Justice Mark Massa said the case was a “close call” between the right to privacy and an officer’s duty to ensure public safety and welfare and asked Sanchez to speculate about the legal consequences of coming down on the side of privacy.
“If you lose, is it a real tragedy for law enforcement?” he asked Sanchez.
The deputy attorney general said deciding against the state in the Osborne case could cause a law enforcement official to hesitate to provide aid to someone unless there was evidence of wrongdoing on the part of the injured person. However, Justice Steve David said ruling in favor of a person’s right to privacy would still allow a law enforcement officer to provide aid to someone who is obviously hurt without any evidence of wrongdoing.
Regardless, Sanchez said the U.S. Supreme Court has established that “special law enforcement concerns” can justify traffic stops without individualized suspicion. In this case, Sanchez argued that the unusual call the officer received about a woman stuck under her car should be considered a special law enforcement concern.
Conversely, Massa asked Lukemeyer how ruling in favor of the state would lead to a “parade of abuses” of officers’ rights to conduct welfare checks, as she suggested during her argument.

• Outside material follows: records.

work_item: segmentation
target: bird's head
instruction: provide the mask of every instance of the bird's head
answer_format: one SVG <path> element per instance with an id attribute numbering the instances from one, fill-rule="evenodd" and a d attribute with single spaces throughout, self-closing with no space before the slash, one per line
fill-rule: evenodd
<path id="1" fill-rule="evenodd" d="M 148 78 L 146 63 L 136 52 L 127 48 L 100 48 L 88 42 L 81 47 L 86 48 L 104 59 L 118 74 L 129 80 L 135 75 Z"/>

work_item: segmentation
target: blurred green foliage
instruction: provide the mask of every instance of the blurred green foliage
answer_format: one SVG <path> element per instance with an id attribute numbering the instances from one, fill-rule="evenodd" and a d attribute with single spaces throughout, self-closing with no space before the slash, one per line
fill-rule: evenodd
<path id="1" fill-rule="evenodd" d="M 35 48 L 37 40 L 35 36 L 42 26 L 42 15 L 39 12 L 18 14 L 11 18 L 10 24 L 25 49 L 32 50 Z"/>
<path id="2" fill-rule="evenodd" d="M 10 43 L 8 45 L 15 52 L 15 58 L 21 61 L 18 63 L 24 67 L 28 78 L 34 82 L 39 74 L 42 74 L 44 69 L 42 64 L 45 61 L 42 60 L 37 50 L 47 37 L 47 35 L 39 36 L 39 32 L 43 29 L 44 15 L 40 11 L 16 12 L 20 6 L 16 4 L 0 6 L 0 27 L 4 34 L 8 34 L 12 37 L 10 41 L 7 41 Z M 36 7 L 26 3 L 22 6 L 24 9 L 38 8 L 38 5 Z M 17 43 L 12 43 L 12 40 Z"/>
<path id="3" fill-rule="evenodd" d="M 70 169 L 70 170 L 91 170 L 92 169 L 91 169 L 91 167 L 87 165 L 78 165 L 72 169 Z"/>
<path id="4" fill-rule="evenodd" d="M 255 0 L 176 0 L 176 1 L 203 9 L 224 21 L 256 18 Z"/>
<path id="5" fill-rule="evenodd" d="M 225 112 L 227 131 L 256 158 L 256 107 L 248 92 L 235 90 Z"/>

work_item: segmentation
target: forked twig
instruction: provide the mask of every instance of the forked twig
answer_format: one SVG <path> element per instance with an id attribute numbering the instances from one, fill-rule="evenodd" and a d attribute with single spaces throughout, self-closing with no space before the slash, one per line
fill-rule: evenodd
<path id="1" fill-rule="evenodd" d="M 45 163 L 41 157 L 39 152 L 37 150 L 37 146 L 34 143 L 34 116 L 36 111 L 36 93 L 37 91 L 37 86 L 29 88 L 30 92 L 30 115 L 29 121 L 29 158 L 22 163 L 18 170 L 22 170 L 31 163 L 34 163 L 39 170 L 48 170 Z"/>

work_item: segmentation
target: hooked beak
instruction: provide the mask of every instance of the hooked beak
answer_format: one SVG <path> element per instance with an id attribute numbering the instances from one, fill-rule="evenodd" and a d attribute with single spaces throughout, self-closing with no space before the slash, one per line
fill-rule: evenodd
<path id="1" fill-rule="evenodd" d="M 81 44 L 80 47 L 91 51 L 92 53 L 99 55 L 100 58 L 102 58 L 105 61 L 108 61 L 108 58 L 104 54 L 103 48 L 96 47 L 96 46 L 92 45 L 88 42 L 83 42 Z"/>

Lukemeyer said such checks should be based on direct knowledge, not speculation of injury, which she said was all Arnold had when he decided to stop Osborne. Further, the fact that Osborne had driven away within one minute of Arnold receiving the call points calls into question whether she was actually stuck under the car and suggests that she was not severely injured.
“I do see the potential for abuse, because once you say, ‘OK, this is clearly welfare, someone could be injured,’ then it could be applied so arbitrarily that I don’t think…you would be able to apply the objectively reasonable test,” she said.